Segunda-feira, 14.05.18

O que fazemos a pensar no ambiente

As notícias são alarmantes mas, de alguma forma, parece que não tocam a maioria das pessoas. O rio Tejo completamente poluído. A falta de água em países longínquos. A falta de água no nosso país. Os plásticos que se acumulam no mar. A destruição da Amazónia. E só estou a falar das notícias mais sonantes, há mais, muito mais. Como é possível que não estejamos todos preocupados?, é o que muitas vezes me pergunto. Na semana passada, falei com a Ana Pêgo, bióloga e educadora ambiental, responsável pelo projeto Plasticus Maritimus (é muito fixe, deviam seguir o link e ir lá ver) e ela dizia-me que, hoje em dia, aos três "R" da sustentatibilidade (Reduzir, Reutilizar, Reciclar) se deveria juntar um quarto "R", talvez ainda mais importante, para Recusar. Porque, diz ela, há coisas com as quais não devíamos mesmo ser condescendentes. São demasiado importantes. Fiquei a pensar nisso. O que faço eu para proteger o ambiente? Será suficiente? O que poderei mudar?

 

1. Limitar o consumo

Esta é uma coisa que faço naturalmente, não por motivos ecológicos ou filosóficos sequer, mas porque sou mesmo assim, desde sempre.

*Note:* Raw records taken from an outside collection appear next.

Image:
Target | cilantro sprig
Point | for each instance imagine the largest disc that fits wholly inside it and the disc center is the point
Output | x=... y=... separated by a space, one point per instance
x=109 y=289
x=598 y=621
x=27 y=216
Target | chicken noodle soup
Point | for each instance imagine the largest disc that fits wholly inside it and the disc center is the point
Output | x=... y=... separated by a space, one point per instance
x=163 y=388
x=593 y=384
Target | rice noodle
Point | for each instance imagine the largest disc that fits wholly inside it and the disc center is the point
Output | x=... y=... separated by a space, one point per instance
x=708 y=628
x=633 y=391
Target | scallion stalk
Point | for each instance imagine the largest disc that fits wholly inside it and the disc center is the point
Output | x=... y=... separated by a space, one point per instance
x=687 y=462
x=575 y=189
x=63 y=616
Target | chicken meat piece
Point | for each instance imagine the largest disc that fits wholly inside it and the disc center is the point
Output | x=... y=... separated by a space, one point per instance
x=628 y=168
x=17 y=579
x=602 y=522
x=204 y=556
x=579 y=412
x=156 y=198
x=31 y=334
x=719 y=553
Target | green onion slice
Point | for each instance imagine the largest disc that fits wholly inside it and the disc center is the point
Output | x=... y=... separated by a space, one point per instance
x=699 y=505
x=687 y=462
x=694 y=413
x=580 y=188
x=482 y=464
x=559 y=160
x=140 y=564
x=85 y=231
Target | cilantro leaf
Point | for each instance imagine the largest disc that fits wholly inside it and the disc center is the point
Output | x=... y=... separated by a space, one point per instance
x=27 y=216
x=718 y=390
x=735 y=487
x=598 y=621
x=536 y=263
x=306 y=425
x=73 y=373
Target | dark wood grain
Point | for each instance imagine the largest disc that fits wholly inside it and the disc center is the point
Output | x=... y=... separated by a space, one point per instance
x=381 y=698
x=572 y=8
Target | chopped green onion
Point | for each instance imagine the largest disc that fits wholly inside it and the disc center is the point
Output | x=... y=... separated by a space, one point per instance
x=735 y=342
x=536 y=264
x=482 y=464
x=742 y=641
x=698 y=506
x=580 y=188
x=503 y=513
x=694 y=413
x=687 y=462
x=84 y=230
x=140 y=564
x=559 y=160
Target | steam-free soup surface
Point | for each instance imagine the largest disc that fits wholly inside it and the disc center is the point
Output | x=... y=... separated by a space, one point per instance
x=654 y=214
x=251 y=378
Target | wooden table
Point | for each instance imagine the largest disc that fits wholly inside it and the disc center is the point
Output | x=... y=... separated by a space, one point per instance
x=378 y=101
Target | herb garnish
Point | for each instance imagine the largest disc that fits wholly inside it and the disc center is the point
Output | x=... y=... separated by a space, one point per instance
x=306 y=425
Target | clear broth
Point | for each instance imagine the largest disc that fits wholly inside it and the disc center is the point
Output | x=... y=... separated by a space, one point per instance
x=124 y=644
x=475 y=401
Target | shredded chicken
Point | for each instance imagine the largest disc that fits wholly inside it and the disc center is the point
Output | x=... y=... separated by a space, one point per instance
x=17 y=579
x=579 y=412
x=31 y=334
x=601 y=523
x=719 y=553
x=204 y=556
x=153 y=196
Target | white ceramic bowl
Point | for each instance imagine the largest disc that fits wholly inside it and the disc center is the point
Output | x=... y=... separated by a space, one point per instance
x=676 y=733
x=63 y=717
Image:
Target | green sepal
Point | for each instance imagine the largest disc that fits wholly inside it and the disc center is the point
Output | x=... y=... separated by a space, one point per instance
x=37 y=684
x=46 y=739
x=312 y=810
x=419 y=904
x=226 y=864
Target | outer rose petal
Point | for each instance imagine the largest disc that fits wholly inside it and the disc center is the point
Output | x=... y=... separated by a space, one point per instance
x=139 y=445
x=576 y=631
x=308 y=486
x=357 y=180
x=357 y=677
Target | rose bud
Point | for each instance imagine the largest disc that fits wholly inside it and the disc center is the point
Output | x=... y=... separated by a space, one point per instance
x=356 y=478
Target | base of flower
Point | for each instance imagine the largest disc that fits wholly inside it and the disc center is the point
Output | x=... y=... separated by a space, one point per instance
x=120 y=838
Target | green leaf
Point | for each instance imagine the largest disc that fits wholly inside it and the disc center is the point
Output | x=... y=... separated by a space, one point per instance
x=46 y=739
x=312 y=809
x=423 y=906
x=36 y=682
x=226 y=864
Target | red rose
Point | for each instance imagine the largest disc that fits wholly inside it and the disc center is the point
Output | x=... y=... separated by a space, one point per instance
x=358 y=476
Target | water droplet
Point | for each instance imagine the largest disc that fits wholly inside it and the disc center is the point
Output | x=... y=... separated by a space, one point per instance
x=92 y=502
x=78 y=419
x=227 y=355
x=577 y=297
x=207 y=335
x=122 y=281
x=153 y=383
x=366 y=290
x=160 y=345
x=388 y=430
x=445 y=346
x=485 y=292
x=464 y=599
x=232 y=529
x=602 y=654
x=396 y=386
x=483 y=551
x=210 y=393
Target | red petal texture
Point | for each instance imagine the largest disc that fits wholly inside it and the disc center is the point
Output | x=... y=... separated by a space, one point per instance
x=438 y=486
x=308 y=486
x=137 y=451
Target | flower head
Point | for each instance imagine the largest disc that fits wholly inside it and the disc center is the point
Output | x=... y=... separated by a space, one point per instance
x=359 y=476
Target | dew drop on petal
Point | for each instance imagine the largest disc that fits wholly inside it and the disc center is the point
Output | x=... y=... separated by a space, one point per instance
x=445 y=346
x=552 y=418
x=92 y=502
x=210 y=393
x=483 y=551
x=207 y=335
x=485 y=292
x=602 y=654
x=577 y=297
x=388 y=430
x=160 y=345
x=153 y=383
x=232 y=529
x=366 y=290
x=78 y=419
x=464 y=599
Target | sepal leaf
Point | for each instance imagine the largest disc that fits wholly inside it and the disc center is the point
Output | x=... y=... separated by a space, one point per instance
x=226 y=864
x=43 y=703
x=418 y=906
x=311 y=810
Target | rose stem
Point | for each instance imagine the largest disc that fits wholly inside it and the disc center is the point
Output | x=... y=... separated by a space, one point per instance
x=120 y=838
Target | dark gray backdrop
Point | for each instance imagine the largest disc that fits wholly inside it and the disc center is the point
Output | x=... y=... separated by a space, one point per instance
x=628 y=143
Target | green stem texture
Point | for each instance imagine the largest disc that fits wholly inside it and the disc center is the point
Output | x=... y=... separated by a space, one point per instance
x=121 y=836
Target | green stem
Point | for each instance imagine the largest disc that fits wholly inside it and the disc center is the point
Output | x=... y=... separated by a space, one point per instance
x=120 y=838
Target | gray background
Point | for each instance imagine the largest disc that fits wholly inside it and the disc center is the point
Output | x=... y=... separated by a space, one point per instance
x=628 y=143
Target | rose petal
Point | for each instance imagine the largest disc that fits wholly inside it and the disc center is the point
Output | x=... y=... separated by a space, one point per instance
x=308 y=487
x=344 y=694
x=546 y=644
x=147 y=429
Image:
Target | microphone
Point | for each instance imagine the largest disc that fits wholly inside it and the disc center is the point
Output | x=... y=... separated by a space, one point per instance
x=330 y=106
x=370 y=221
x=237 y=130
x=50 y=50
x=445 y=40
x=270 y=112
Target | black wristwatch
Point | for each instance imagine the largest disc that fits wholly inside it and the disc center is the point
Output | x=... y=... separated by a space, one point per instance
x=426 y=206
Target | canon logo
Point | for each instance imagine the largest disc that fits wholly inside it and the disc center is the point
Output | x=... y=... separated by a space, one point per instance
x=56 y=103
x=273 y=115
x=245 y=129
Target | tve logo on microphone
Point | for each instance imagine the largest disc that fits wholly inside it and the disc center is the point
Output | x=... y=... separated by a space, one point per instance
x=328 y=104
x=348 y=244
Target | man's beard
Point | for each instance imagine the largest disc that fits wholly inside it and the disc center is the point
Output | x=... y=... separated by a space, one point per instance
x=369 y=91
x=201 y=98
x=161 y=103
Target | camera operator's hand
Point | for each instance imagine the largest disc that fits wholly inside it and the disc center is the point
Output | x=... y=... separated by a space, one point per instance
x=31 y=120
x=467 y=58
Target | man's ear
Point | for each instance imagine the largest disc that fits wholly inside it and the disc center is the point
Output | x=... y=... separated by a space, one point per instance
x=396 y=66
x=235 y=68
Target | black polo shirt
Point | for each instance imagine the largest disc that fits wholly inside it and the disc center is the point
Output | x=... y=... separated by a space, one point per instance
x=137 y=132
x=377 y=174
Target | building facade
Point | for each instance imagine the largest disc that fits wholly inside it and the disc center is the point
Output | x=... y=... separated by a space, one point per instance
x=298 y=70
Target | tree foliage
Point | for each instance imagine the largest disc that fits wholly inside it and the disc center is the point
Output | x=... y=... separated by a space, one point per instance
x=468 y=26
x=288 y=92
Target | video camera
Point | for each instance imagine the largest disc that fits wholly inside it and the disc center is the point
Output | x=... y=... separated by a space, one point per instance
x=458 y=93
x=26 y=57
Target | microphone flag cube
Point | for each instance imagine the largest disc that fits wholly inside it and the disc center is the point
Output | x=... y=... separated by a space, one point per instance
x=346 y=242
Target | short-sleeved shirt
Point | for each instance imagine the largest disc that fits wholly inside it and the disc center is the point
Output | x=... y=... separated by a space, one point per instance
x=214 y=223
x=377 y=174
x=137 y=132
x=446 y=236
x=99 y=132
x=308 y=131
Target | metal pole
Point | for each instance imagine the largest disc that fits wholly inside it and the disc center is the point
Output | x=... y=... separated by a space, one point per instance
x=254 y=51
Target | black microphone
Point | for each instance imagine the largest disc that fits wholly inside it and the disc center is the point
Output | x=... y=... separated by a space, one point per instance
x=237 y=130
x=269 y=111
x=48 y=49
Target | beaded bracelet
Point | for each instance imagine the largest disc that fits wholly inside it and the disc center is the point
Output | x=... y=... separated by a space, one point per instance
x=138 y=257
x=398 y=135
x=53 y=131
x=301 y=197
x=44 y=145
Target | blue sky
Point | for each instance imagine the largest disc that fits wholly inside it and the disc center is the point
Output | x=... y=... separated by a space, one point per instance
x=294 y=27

Odeio comprar coisas. Roupas, sapatos, malas, brinquedos, móveis, cortinados, lençóis, o que for. Compro o mínimo possível. Em parte por questões financeiras, é óbvio, mas em grande parte porque é algo que não me dá prazer nenhum. Sim, gostava de ter uma casa toda em branco, com quadros nas paredes e objectos de design mas não tenho paciência. Digo sempre que vou comprar qualquer coisa mas acabo por ir adiando e por ir arranjando algo mais importante para fazer. Sim, gostava de abrir o armário e ter lá roupa gira para vestir. Mas não me lembro da última vez que comprei alguma peça de roupa para mim, acho mesmo que neste último inverno não comprei nada. Entretanto, percebi que esta aversão às compras é mais do que isso. É uma maneira de estar no mundo. De recusar o acessório e o superficial, de me centrar no que é importante. Na prevalência do ser sobre o ter. E também percebi que comprar só o que faz falta é uma atitude ecológica. Comprar menos para que se produza menos, para poupar os recursos, reduzir gastos energéticos, diminuir a poluição e evitar o desperdício.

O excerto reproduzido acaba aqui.